For a brief moment in March 2010, it looked as though Obama’s effort to find a middle ground on energy policy might succeed. He unveiled a five-year lease plan that included expanded offshore drilling. Gerard called it a “positive development.” Three weeks later, when a BP exploration well exploded, killing 11 workers and uncorking a massive oil spill in the Gulf of Mexico, the administration backed away and declared a six-month drilling moratorium. Gerard went back on the offensive.
Interior Secretary Ken Salazar has been a special target because he oversees leases and drilling on federal lands, both onshore in the Rocky Mountain states and offshore on the Outer Continental Shelf. After the oil spill, Salazar angered oil execs by saying he wanted to “keep our boot on their neck” until BP cleaned up.

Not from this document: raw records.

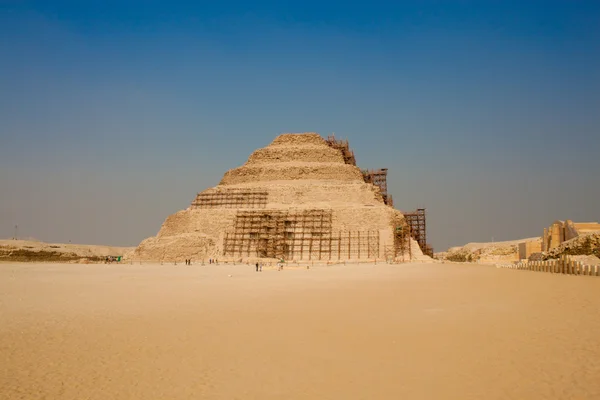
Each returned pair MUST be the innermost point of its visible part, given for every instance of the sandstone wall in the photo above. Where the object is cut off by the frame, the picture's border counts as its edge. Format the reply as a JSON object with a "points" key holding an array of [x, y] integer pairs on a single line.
{"points": [[292, 171]]}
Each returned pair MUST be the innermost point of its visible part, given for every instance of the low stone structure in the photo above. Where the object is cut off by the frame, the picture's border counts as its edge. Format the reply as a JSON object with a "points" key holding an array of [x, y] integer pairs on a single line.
{"points": [[562, 231]]}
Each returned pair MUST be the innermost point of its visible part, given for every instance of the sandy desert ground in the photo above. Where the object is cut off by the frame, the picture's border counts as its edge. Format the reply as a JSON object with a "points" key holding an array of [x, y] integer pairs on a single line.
{"points": [[415, 331]]}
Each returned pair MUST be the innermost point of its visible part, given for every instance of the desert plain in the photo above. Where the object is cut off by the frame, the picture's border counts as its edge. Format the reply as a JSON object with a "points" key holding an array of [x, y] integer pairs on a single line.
{"points": [[408, 331]]}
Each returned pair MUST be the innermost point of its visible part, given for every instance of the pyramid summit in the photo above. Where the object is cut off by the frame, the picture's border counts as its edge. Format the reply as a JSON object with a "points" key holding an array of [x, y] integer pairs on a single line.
{"points": [[299, 198]]}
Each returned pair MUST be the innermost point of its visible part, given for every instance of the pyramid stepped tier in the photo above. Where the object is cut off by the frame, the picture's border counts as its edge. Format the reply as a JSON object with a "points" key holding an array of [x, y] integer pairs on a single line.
{"points": [[296, 199], [294, 157], [276, 194], [293, 171]]}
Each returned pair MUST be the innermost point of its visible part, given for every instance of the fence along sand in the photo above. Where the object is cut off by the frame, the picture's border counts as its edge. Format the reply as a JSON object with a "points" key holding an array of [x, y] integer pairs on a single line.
{"points": [[564, 265]]}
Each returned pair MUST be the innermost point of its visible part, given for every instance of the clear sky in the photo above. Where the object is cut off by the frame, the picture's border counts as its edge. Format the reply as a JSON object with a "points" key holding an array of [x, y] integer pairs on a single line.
{"points": [[113, 114]]}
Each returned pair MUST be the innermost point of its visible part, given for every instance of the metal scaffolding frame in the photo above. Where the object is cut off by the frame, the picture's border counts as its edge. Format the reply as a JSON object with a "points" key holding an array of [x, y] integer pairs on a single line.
{"points": [[418, 227], [231, 198], [296, 235]]}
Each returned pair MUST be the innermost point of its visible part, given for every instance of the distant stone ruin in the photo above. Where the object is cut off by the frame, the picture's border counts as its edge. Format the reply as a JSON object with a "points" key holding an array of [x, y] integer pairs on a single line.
{"points": [[300, 198]]}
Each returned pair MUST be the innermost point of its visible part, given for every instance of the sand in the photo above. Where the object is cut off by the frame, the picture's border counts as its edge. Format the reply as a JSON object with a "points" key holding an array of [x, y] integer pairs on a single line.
{"points": [[417, 331]]}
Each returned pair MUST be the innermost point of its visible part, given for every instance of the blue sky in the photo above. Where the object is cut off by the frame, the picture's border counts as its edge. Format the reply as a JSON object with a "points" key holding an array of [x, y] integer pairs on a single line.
{"points": [[114, 114]]}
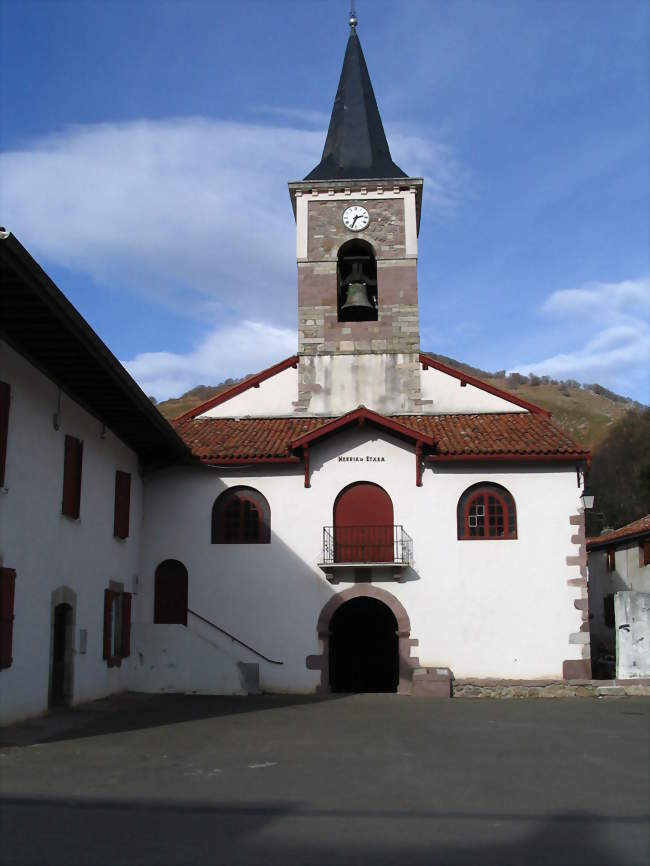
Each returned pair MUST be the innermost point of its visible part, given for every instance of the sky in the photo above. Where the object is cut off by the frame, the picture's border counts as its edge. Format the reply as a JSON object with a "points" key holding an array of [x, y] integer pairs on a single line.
{"points": [[146, 146]]}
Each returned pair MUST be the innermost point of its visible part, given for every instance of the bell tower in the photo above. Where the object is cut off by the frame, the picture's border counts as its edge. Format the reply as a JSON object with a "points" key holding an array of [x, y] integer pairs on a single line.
{"points": [[357, 219]]}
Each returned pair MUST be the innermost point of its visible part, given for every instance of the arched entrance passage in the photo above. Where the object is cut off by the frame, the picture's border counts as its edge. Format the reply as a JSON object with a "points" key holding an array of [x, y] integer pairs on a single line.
{"points": [[363, 647], [363, 524], [170, 593], [406, 664]]}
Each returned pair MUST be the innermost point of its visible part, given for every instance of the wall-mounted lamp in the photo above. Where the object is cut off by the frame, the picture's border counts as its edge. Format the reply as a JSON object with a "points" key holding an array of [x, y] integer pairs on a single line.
{"points": [[587, 498]]}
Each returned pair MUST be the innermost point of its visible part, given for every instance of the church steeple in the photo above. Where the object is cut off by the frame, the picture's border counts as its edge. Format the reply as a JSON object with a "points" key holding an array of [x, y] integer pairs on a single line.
{"points": [[356, 145]]}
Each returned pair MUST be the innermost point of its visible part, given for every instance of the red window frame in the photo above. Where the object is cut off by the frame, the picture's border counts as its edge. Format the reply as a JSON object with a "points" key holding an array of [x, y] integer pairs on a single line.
{"points": [[497, 510], [232, 517]]}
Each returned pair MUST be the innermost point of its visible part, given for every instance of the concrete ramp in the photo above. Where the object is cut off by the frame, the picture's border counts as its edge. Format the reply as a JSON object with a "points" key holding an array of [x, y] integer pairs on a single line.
{"points": [[173, 658]]}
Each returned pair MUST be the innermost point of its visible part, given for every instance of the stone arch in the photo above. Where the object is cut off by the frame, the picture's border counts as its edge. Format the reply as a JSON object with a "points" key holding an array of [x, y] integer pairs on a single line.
{"points": [[407, 664]]}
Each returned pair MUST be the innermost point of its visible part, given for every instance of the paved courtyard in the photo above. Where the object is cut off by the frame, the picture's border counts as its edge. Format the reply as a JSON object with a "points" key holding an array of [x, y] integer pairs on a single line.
{"points": [[361, 779]]}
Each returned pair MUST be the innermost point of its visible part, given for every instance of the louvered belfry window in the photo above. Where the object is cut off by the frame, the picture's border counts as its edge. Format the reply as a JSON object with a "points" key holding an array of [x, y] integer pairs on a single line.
{"points": [[486, 511], [72, 477], [122, 504]]}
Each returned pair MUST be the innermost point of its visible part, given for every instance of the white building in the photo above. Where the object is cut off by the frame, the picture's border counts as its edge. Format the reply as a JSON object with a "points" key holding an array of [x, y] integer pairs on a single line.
{"points": [[619, 599], [315, 527]]}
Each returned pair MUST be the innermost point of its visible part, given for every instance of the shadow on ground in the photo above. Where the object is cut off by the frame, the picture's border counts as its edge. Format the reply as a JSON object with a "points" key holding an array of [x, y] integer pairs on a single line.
{"points": [[132, 711], [44, 832]]}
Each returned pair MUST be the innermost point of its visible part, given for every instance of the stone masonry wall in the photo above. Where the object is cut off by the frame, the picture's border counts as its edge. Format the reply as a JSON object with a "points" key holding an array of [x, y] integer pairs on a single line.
{"points": [[396, 331]]}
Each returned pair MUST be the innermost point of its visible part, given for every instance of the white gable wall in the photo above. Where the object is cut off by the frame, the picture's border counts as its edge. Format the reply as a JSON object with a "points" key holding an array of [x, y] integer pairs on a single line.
{"points": [[448, 396], [50, 551], [273, 398], [483, 608]]}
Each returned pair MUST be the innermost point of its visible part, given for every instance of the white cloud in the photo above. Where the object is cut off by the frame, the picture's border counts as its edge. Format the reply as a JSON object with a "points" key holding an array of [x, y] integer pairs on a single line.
{"points": [[231, 351], [194, 213], [616, 351]]}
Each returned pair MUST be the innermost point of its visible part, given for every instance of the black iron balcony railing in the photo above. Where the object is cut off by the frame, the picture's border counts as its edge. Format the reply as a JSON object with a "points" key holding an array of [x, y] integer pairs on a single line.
{"points": [[364, 544]]}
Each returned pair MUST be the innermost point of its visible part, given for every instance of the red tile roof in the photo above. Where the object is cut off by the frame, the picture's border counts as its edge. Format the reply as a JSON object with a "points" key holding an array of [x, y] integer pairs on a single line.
{"points": [[516, 436], [630, 530]]}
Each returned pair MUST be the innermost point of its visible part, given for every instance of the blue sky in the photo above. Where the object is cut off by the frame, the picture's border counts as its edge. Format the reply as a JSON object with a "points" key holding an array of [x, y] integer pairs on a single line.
{"points": [[146, 146]]}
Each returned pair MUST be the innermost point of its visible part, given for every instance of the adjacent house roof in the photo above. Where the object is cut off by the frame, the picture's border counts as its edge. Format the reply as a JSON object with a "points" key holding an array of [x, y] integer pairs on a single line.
{"points": [[502, 436], [356, 145], [43, 326], [638, 529]]}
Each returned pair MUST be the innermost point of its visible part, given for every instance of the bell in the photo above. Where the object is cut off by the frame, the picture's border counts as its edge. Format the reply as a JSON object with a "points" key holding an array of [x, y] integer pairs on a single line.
{"points": [[357, 299]]}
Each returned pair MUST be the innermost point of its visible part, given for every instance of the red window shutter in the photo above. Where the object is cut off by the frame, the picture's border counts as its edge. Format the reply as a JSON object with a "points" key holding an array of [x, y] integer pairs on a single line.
{"points": [[5, 397], [108, 623], [7, 585], [72, 477], [122, 504], [126, 625]]}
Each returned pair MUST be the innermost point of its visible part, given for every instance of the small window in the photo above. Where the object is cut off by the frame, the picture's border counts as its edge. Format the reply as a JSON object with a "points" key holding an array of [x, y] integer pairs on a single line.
{"points": [[72, 477], [241, 515], [117, 626], [122, 504], [7, 585], [486, 511], [644, 553], [5, 398]]}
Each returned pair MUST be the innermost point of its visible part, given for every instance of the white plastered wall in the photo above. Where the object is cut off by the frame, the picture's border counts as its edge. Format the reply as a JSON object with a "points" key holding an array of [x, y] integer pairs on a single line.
{"points": [[273, 398], [485, 609], [448, 396], [50, 551]]}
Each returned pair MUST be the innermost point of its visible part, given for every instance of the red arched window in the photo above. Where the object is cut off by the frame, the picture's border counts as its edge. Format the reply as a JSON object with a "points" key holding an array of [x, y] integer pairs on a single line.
{"points": [[486, 511], [241, 515]]}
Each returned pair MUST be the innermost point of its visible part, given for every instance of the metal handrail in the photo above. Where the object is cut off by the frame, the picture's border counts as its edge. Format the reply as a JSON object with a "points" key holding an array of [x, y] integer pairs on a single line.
{"points": [[367, 544], [232, 637]]}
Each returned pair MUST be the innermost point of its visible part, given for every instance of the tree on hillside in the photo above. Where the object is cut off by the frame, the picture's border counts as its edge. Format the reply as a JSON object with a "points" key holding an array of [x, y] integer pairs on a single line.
{"points": [[620, 473]]}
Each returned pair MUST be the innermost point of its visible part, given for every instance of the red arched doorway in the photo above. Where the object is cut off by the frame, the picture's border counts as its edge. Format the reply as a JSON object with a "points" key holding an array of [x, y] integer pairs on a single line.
{"points": [[363, 647], [363, 524], [170, 594]]}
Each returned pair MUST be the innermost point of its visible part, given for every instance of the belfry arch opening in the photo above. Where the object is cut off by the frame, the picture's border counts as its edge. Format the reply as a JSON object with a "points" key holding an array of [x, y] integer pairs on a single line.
{"points": [[363, 647], [356, 273]]}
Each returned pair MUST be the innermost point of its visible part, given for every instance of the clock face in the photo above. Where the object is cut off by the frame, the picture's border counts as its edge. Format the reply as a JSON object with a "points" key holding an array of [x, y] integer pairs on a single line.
{"points": [[355, 218]]}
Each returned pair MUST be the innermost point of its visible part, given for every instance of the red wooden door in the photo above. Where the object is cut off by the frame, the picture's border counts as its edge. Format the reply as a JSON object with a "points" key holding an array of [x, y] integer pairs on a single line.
{"points": [[363, 524]]}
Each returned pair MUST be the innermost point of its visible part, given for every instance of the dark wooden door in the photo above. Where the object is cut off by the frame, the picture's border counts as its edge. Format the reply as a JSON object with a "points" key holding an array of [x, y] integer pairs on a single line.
{"points": [[61, 652], [363, 524], [170, 599]]}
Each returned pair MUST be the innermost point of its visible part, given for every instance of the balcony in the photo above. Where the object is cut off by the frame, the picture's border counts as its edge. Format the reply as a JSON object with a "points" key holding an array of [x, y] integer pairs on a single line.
{"points": [[366, 547]]}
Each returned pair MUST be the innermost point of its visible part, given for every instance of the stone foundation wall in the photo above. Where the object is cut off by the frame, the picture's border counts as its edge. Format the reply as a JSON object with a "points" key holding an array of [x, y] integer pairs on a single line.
{"points": [[551, 688]]}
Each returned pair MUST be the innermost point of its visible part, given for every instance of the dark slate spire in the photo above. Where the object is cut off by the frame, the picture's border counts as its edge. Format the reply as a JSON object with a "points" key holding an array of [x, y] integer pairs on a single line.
{"points": [[356, 145]]}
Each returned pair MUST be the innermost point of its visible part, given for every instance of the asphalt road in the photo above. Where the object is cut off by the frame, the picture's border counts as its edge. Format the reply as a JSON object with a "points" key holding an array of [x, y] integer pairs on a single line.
{"points": [[363, 779]]}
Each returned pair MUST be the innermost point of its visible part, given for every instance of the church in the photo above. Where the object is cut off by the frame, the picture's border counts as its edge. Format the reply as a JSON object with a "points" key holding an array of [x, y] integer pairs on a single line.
{"points": [[357, 517]]}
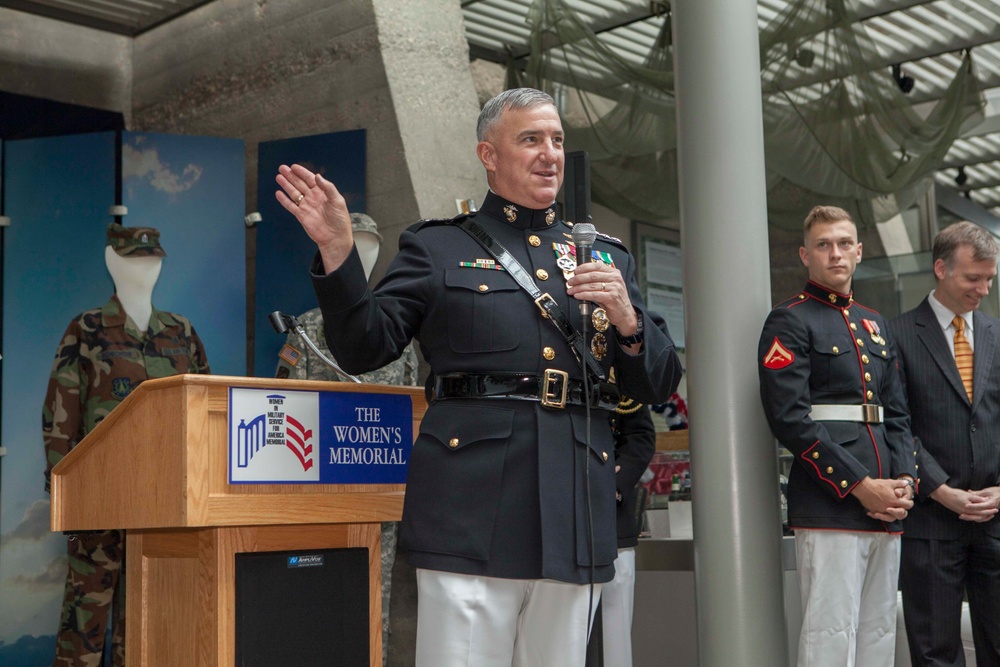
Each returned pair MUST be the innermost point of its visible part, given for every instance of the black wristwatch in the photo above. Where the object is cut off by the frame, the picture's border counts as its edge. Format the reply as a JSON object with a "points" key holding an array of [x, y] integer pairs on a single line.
{"points": [[635, 338]]}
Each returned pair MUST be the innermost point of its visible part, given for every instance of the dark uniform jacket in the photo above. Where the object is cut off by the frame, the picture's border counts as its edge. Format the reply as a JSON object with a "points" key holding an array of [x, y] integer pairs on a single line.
{"points": [[635, 444], [496, 487], [821, 347], [958, 443]]}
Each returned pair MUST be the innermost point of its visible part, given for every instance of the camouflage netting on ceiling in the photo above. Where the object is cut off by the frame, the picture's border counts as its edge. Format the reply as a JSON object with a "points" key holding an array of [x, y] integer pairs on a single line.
{"points": [[837, 127]]}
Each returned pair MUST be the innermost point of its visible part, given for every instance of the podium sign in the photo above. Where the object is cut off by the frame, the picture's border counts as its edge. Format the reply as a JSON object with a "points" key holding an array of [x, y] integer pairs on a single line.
{"points": [[166, 463], [318, 437]]}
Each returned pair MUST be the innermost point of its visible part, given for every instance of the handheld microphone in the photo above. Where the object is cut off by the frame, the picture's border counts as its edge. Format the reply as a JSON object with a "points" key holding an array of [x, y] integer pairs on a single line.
{"points": [[584, 235], [282, 323]]}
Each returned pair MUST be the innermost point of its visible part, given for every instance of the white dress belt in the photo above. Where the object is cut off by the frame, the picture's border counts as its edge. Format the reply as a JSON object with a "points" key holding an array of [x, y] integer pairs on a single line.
{"points": [[866, 413]]}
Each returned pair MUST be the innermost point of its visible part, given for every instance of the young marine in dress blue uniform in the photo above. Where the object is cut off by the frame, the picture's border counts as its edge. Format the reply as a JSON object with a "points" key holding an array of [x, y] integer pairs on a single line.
{"points": [[834, 400], [498, 516]]}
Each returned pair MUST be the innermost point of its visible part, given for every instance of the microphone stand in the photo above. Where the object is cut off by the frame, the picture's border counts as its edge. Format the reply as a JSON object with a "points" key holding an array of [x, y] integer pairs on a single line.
{"points": [[282, 323]]}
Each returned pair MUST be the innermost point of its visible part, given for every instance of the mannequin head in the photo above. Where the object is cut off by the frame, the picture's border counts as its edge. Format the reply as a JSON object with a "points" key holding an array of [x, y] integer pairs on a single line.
{"points": [[367, 239], [133, 272], [134, 258]]}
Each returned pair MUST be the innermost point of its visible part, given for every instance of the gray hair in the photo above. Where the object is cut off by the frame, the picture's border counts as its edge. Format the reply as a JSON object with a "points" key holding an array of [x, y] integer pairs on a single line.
{"points": [[952, 237], [515, 98]]}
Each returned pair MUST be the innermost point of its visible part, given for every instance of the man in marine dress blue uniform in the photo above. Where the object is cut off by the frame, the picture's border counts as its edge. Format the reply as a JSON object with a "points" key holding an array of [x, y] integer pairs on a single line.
{"points": [[833, 399], [509, 514]]}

Gerard lambasted the drilling slowdown as the administration struggled to address the environmental disaster and overhaul of the discredited regulatory agency before ramping up drilling again. The Interior Department fired back: “API’s Gerard Makes Inaccurate Statements on Federal Oil and Gas Development,” it said in a “reality check” noting high levels of drilling and production on federal lands. Even after deep-water drilling returned to pre-spill levels, Gerard kept hammering Obama on the issue.
Is confrontation the best strategy? Not every trade association thinks so.
“Our association tries to avoid combat and hope the logic of our positions prevail,” said Thomas F. Farrell, chief of Dominion Power and chairman of the utility industry’s Edison Electric Institute.
A former API board member said “for my taste the whole organization is far too aggressive.”
“A trade organization should not adopt party loyalty,” said Fadel Gheit, an oil analyst with Oppenheimer & Co. “It should be much more constructive instead of just blaming the president.” According to Open Secrets, 70 percent of campaign contributions from API’s political action committee (started by Gerard and funded by employees) go to Republicans. Roughly 90 percent of oil company PAC contributions go to Republicans.